The first case report of Saccharomyces-related fungemia dates back in 1970 in a patient with prosthetic mitral valve.[4] Saccharomyces can cause systemic infections like unexplained fever, fungemia, endocarditis, pneumonia, liver abscess, peritonitis and septic shock.[5] It is very difficult to differentiate this from invasive candidiasis. Fortunately, treatment strategy and antifungal spectrum of both are the same. Risk factors for Saccharomyces fungemia are invasive lines, endotracheal intubation, total parenteral nutrition, immunocompromised host, uncontrolled diabetes, broad-spectrum antibiotics, long hospital stay, cancer, HIV, neutropenia, posttransplant and burns.[6] The present case was a known case of diabetes, chronic lung disease and was on mechanical ventilation. Management of this condition involves stoppage of probiotic, removal of invasive lines and administration of antifungals.[7] There is no literature on the antifungal of choice for saccharomyces. Amphotericin B and azoles except itraconazole are preferred along with echinocandins, as demonstrated in a few case reports. Combination of amphotericin with flucytosine is used in serious cases.[8] Even MIC breakpoints of antifungals are not defined by major organizations for Saccharomyces. Two theories are prevalent for Saccharomyces fungemia, first is central line colonization and the other is gut translocation in sick patients. These probiotics are either used as sachets or capsules, in which sachets are more prone to be contaminated by hands of healthcare workers.

Suggested best practices to prevent this complication are:

Avoid Saccharomyces-based probiotics especially in patients with suspected immune compromise.

Use capsules and the preparations must be done outside the patient room with change of gloves immediately.[9]

Lactobacillus-based probiotics can be preferred over Saccharomyces-based probiotics.

It is important to differentiate between Candida and Saccharomyces early by the microbiologist. It may help them by providing detail, if patient is on Saccharomyces supplement.

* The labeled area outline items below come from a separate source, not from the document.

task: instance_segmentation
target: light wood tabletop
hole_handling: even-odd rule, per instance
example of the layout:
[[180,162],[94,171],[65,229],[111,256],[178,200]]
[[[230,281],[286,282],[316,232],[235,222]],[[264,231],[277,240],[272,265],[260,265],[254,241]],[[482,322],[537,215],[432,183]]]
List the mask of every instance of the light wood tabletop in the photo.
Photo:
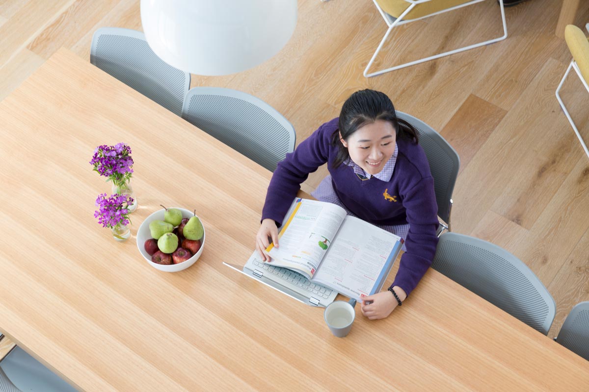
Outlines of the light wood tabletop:
[[[589,390],[589,363],[435,271],[338,339],[223,266],[251,253],[271,173],[68,51],[0,103],[0,330],[80,390]],[[120,142],[139,203],[124,243],[94,217],[110,188],[88,163]],[[184,271],[137,249],[160,204],[205,225]]]

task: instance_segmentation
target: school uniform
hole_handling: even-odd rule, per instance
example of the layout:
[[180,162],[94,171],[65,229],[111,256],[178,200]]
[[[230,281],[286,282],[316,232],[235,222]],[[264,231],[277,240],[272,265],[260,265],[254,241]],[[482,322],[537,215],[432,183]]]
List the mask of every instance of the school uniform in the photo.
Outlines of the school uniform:
[[431,265],[438,243],[438,206],[425,153],[419,145],[398,138],[395,152],[377,175],[368,175],[351,160],[333,167],[339,147],[332,144],[332,138],[337,121],[322,125],[278,164],[262,219],[282,222],[300,184],[327,163],[330,176],[314,197],[335,202],[350,215],[405,239],[406,252],[392,286],[409,295]]

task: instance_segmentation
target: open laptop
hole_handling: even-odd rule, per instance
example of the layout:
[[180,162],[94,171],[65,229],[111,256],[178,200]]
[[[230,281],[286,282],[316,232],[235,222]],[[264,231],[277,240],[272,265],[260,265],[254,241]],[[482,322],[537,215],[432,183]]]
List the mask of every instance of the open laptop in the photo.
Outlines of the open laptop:
[[[313,283],[303,275],[282,267],[274,267],[272,263],[264,263],[254,250],[243,267],[223,263],[226,266],[246,276],[255,279],[291,298],[311,306],[325,307],[335,300],[337,292],[320,284]],[[385,273],[381,274],[376,293],[379,293],[391,272],[391,263]]]

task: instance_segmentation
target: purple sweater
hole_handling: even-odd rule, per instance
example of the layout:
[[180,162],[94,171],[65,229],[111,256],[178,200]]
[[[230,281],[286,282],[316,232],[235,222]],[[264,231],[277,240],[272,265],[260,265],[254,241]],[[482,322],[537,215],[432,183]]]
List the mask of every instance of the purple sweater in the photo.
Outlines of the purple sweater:
[[[419,145],[398,139],[399,153],[391,180],[372,177],[362,181],[351,166],[342,163],[332,167],[338,148],[332,145],[331,138],[337,129],[337,120],[322,125],[278,164],[268,187],[262,219],[282,222],[300,184],[309,173],[327,163],[333,189],[359,217],[378,225],[409,224],[407,250],[392,284],[409,295],[431,265],[438,244],[438,205],[425,153]],[[391,197],[385,199],[385,190]]]

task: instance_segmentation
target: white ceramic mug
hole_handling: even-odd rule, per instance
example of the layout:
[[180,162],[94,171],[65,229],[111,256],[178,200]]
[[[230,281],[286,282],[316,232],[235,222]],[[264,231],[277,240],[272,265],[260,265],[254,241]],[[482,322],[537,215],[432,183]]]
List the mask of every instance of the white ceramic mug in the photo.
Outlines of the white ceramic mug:
[[356,318],[355,306],[356,300],[351,299],[349,302],[334,301],[325,308],[323,318],[334,336],[344,337],[349,333]]

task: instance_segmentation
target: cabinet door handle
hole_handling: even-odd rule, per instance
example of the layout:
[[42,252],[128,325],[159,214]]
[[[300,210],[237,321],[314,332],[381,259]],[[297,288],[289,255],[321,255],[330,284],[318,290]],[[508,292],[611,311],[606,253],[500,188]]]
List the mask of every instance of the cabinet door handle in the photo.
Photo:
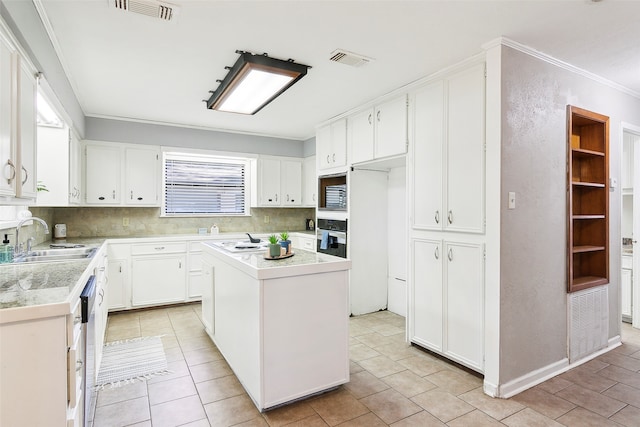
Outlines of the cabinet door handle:
[[22,180],[22,185],[24,185],[25,182],[27,182],[27,180],[29,179],[29,171],[25,169],[24,166],[21,166],[21,168],[24,171],[24,179]]
[[11,176],[7,178],[7,184],[11,184],[11,181],[13,181],[16,177],[16,165],[14,165],[11,159],[9,159],[7,160],[7,166],[11,167]]

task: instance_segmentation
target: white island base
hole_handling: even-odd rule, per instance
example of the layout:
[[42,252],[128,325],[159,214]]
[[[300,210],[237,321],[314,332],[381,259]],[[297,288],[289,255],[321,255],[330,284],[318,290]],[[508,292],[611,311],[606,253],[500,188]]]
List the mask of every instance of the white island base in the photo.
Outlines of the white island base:
[[259,410],[349,381],[349,268],[300,250],[286,260],[204,243],[205,329]]

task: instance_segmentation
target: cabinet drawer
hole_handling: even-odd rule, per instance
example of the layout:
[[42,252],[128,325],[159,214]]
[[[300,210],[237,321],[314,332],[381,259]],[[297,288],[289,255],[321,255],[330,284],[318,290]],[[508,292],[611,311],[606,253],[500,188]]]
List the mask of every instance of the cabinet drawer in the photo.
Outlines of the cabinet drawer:
[[176,243],[142,243],[131,245],[131,255],[175,254],[187,251],[185,242]]
[[189,252],[202,252],[202,242],[189,242]]

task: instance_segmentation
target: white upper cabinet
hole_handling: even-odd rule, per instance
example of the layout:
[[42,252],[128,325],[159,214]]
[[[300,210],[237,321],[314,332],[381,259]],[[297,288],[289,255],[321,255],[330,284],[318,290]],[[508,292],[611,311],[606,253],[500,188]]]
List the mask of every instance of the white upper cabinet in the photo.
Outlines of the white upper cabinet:
[[318,175],[316,156],[306,157],[302,161],[302,205],[316,207],[318,204]]
[[413,92],[414,229],[484,232],[484,90],[478,64]]
[[348,118],[349,163],[407,152],[407,96],[391,99]]
[[160,204],[160,147],[91,141],[85,156],[87,205]]
[[366,162],[373,159],[374,117],[375,111],[370,108],[349,116],[347,119],[350,163]]
[[258,159],[258,206],[302,206],[302,161]]
[[37,190],[37,81],[15,46],[0,32],[0,196],[24,203]]
[[119,205],[121,149],[118,145],[87,144],[85,147],[85,202],[88,205]]
[[347,164],[347,120],[339,119],[316,131],[318,171],[342,168]]
[[302,162],[282,160],[280,162],[282,206],[302,205]]
[[38,83],[25,61],[18,57],[18,162],[16,196],[34,200],[36,171],[36,95]]
[[125,204],[158,204],[160,169],[157,149],[125,148]]

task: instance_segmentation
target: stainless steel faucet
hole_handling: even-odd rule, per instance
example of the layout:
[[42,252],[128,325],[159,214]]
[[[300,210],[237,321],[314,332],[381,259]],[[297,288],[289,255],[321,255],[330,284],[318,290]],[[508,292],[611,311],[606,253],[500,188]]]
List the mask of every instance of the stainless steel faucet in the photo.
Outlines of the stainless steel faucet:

Awareness among clinicians about the risk factors of prescribing probiotics in ICU.

It is advisable to send catheter tip culture after line removal so that central line or gut translocation as the possible source can be ascertained.

The manufacturers of these supplements should be directed to have special warning tags about this complication

More studies to be carried out for echinocandins as antifungal for Saccharomyces.

MIC breakpoint needs to be defined.

CONCLUSION

Saccharomyces based probiotics should be used with caution in critically Ill patients. If any culture shows budding yeast cell and patient is on Saccharomyces-based probiotics, it is better to have a personal communication with microbiologist. Treatment strategy includes discontinuation of probiotics, removal of central venous catheters and echinocandin or amphotericin-based antifungals.